Root & Bone Redefines Southern Comfort in Alphabet City
For a long time now, 200 East Third Street, a skinny parcel of real estate nestled between Avenues A and B, has been home to some of the city’s best Southern Comfort cooking. But for a good 15 of those years, the plates piled high with fried chicken, collard greens, cornbread and mac & cheese came courtesy of Mama’s Food Shop, a cheap and cheerful neighborhood institution, forced to shutter in 2012 in the face of rapid neighborhood gentrification and steeply rising rents. Less than two years later, and the heady scent of pork fat and chicken grease is wafting through the windows once again, but this time, it’s via the building’s newest tenants, Root & Bone, and they’ve attached a much dearer price to their biscuits and meatloaf.

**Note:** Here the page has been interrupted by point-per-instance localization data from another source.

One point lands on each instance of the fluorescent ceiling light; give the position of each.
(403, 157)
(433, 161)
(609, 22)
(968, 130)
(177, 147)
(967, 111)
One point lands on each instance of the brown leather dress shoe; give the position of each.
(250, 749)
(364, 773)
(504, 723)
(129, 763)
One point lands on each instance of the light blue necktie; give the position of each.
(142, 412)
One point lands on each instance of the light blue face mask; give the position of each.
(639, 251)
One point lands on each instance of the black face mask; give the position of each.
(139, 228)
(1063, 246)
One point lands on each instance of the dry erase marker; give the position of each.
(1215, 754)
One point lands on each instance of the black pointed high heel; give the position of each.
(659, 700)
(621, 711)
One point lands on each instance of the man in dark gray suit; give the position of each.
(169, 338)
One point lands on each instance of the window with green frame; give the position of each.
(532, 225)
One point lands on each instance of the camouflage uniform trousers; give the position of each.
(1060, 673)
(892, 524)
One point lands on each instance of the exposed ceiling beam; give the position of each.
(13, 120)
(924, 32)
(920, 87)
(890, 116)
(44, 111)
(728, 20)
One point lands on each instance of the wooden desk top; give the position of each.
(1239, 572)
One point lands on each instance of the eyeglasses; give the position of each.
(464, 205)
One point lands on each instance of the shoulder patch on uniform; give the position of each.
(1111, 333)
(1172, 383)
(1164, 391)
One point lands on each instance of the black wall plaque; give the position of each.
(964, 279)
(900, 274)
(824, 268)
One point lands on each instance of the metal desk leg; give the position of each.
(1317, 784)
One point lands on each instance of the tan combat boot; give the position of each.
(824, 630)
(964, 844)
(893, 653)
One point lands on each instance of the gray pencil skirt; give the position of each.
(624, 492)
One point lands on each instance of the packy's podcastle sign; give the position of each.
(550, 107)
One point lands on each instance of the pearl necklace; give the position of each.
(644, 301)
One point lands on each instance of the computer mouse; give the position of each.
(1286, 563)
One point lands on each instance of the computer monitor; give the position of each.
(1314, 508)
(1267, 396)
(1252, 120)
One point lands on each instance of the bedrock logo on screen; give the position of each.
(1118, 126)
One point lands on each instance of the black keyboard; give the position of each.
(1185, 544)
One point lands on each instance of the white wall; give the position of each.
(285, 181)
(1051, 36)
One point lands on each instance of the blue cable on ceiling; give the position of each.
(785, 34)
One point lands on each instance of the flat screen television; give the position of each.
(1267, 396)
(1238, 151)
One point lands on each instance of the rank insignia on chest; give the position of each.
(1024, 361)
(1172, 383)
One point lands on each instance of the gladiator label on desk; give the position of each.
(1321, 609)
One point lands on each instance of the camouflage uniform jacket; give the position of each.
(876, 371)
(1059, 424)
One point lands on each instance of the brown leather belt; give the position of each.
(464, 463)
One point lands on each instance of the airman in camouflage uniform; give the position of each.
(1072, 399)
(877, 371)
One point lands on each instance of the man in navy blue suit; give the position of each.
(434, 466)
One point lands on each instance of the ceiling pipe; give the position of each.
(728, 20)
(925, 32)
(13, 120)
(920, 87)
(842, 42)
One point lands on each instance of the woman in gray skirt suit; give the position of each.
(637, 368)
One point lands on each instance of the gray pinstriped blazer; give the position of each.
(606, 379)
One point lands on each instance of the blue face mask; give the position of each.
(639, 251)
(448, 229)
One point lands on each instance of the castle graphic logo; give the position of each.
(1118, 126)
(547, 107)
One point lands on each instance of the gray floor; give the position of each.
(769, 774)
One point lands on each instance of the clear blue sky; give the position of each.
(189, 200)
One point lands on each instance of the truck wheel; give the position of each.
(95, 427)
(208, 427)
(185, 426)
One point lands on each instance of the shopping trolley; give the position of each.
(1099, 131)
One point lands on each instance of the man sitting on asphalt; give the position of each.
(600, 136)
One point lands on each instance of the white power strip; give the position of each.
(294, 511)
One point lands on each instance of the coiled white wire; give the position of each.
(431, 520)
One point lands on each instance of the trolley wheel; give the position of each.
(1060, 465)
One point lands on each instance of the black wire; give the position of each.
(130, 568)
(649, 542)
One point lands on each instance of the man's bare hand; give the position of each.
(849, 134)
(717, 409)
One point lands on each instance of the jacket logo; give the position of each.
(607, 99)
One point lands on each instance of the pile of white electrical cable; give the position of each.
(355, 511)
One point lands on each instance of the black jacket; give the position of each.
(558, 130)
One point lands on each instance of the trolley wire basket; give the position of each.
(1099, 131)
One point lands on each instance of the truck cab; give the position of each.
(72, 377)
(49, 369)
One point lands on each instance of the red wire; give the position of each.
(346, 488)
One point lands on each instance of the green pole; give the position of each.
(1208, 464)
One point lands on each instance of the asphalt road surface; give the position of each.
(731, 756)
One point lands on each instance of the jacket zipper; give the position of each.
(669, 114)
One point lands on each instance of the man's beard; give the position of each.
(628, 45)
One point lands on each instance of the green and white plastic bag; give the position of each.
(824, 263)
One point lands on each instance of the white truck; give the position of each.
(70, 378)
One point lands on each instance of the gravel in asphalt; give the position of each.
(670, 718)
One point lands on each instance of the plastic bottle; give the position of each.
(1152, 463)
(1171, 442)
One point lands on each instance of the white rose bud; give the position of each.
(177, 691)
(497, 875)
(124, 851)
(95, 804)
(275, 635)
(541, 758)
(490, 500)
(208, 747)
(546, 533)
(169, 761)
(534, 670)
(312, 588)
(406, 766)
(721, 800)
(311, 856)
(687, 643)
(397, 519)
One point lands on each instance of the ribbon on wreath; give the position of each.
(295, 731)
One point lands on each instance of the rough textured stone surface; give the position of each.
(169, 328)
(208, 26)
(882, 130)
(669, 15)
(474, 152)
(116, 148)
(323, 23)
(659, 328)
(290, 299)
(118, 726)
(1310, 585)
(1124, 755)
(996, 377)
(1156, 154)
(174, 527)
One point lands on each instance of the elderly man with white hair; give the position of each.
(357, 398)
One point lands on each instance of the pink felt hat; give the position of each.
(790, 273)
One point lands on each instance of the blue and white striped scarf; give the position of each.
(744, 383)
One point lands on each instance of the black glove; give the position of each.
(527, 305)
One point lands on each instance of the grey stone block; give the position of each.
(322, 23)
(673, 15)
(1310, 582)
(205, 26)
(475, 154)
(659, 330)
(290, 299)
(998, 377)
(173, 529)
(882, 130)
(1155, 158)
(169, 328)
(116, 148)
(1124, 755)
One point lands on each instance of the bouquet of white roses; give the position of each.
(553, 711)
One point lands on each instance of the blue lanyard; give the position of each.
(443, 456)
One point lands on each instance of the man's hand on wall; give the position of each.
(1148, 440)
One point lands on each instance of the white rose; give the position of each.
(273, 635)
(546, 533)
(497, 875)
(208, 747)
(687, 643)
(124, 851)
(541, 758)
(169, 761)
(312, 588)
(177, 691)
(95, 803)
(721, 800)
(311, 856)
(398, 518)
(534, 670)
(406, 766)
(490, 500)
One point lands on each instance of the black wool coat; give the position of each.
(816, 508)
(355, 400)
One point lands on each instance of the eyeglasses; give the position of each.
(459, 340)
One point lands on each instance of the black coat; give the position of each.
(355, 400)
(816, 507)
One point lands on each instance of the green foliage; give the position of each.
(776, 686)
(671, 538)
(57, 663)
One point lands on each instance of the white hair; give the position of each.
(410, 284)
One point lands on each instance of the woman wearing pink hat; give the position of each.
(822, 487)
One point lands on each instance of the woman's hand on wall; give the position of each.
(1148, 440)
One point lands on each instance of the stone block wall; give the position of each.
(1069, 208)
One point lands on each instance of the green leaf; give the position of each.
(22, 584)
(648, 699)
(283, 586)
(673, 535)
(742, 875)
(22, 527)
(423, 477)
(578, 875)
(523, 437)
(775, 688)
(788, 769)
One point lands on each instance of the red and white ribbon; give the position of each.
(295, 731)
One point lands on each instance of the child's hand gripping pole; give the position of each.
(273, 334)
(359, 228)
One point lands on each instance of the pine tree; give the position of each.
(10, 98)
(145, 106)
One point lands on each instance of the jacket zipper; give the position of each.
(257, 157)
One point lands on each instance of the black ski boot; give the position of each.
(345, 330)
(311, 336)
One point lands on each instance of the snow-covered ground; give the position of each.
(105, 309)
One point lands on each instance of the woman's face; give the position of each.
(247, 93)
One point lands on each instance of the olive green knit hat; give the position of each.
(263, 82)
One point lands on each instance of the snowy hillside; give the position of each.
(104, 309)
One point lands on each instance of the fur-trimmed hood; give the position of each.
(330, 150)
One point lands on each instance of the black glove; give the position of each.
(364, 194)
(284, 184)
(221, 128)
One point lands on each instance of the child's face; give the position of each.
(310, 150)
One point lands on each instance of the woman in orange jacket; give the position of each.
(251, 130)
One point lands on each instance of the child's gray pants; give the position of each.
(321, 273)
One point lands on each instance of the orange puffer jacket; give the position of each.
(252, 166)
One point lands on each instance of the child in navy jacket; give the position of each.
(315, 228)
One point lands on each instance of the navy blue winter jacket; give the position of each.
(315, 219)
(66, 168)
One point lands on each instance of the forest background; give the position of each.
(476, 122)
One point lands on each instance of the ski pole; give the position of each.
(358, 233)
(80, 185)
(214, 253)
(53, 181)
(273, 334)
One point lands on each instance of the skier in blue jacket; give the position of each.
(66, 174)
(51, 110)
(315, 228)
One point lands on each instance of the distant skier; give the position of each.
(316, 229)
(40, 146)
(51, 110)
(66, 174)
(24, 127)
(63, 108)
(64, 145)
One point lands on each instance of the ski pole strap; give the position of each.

As opposed to the cash-poor college students, hollow-eyed punk musicians and starving artists that used to haunt Mama’s, it’s hype, not value, that drives Root & Bone’s roster of chicly-dressed eaters. Even on an especially frigid and blustery Tuesday, they inevitably show up in such droves, that we were lucky to score a stool for one by the window, perched precariously by the waiting mob at the entrance, and fully exposed to drafts from the incessantly opening door.
They come for the Fried Chicken, heralded by many as one of Manhattan’s best new birds. And indeed, it’s awfully impressive, brined in sweet tea, slathered in Tabasco honey, and ingeniously anointed with lemon “dust,” that cuts a bright, citrusy swath through the oily mouthfuls of crust, flesh and skin. It’s served by the half or whole bucket, but since you’ve doubtless waited long enough for your table, always go for the whole — it’ll taste just as good the next day. Other notable items include the Gooey Corn Spoonbread, a decadent casserole bound together with whipped buttermilk and cheddar cheese and served in its own cast iron pan, Seared Local Fish (most recently, skate), plated with mushrooms, English peas, and a sweet, concentrated Vidalia onion butter, and a hearty Rainbow Beet and Root Salad, dolloped with ricotta crème and strewn with smoky candied pecans. Wash it all down with whiskey-based cocktails like the “Kill Devil Hills;” bourbon, campari, oleo saccherum, and
sparkling wine, sprinkled with nutmeg. Did I mention it’s served in a teacup?
All in all, it’s difficult — and not particularly fair — to take issue with Root & Bone, which serves inarguably delicious, southern-inspired food to the new guard of Alphabet City. But with every house-infused tipple, every chef-y dish addition, like toasted benne seed sea salt, black pepper marshmallow, and Brooklyn lager jus, it’s hard not to mourn the memory of Mama’s, and the simple, unfussed culinary pleasures associated with old New York.